Seeding rather than passing on
The living world supports the learning environment, and the challenge is to succeed in promoting a learning-friendly culture, rather than pouring knowledge from an old container into a younger one.
Publish at April 04 2005 Updated October 21 2022
Let's take a course: this one is composed of an intention, an approach, a tone, a sequence, a style, an approach, hundreds of explanations, images, graphics, exercises, and many other elements assembled into a hopefully coherent whole.
Good courses do very well with the title of didactic "works." As with films, plays, photographs, musical compositions and most of the fruits of art, including veal blanquette with truffles, the best ones achieve the same title of "works", artistic in these cases.
As composite works of notes, sounds, letters, styles, tones, fonts and bearing meaning, digitization makes it possible to fragment almost any artistic production which can then be reused in other contexts and with other meanings.
While it is possible to recompose musical or graphic works with sound samples or thousands of images brought to a scale where they take on the status of "raw material," it will however be very difficult to exploit them at the same scale as the original work.
The same is apparently true with "educational objects." At Thoth, we were recently confronted with a "course" attempting to use objects from various origins, dealing with the same subject matter... with the result being jumps in tone, style, rhythm, level of language, conventions, and aesthetics that made the whole thing indigestible and frustrating.
The conventions that bind pieces of the original works prevent their integration into other contexts that do not share those conventions. In other words, the "links" are agreements that define the reality of the whole.
The reuse of educational objects is like a form of digestion: by dissolving the "conventional" links one can come to use their fundamental parts, like the proteins and carbohydrates in the chicken leg that will eventually enter into the composition of the cells of the body that absorbed it. What is certain is that the scale has changed: the constituents have been fragmented, their function broken. Otherwise, there is a phenomenon of rejection, as in the case of whole tissue or organ transplants.
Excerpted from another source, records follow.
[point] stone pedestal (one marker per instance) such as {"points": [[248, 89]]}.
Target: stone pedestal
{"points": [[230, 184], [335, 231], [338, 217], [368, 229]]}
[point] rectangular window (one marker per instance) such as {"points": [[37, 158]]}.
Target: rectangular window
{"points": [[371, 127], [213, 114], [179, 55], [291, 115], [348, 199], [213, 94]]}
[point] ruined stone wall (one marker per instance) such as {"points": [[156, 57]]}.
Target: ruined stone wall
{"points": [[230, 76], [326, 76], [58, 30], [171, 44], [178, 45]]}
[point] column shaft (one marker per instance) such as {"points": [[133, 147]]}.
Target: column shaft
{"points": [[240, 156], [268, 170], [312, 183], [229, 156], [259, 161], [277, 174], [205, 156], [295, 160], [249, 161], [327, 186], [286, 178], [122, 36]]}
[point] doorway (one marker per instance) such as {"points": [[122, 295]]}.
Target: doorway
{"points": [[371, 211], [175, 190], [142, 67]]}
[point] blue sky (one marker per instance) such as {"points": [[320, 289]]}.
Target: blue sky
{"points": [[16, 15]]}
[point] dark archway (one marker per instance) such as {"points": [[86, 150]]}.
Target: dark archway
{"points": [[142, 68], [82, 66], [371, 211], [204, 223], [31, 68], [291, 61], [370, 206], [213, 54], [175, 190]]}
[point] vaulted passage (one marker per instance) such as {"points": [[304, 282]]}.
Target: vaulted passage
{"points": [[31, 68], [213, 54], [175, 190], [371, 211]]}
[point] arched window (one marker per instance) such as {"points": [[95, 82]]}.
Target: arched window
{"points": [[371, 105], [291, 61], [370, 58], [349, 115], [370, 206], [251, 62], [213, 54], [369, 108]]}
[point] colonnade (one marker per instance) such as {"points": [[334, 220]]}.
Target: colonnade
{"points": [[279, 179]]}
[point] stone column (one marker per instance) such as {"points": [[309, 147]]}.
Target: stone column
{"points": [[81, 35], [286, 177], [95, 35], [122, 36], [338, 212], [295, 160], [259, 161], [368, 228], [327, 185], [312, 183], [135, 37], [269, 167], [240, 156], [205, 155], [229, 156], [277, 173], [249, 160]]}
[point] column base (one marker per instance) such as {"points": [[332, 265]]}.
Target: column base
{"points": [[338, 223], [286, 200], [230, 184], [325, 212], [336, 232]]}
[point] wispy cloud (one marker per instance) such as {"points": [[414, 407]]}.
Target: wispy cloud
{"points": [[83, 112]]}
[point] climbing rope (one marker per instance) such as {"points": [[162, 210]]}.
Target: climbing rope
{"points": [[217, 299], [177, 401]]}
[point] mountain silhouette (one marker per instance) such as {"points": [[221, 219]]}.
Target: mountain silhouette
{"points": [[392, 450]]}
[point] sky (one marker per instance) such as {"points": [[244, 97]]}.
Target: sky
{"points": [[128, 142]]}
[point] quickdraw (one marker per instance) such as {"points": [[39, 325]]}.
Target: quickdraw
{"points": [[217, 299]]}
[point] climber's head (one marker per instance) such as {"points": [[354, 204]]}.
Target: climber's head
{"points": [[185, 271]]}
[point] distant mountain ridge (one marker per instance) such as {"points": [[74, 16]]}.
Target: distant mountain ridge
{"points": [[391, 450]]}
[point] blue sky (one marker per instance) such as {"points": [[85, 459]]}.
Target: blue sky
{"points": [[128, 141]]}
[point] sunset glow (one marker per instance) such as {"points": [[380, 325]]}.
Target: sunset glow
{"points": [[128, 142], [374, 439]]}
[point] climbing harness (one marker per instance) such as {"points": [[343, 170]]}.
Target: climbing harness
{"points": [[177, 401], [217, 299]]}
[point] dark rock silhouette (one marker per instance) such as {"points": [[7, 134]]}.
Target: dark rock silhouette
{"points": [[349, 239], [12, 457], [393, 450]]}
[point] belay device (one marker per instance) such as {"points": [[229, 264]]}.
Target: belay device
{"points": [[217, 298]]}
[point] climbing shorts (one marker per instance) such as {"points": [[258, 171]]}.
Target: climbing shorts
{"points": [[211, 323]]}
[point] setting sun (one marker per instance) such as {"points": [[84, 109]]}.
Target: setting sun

To absorb a company, one breaks the "conventional" links that bound its components and then one can reintegrate its members and functions into the new company, unless the two companies share the essence of their conventions, which is rather rare...
Thus, we come to this realization that large educational objects are, so to speak, not integrable into others. We can only use them as they are or fragment them and remove components that may be useful to us.
In conclusion, the bulk of the usable learning objects that can be found in the repositories (see the Thot repository), will be the most stripped of conventions.
"Educational object" status should be granted under this fundamental criterion, making it all the easier to index. Otherwise, we waste our time looking for objects that won't mismatch our course, and we choke ourselves with metadata, (See Metadata and Standards with AICC, IMS, ADL, IEEE LTSC, ISO...where are we going? ) increasingly complex.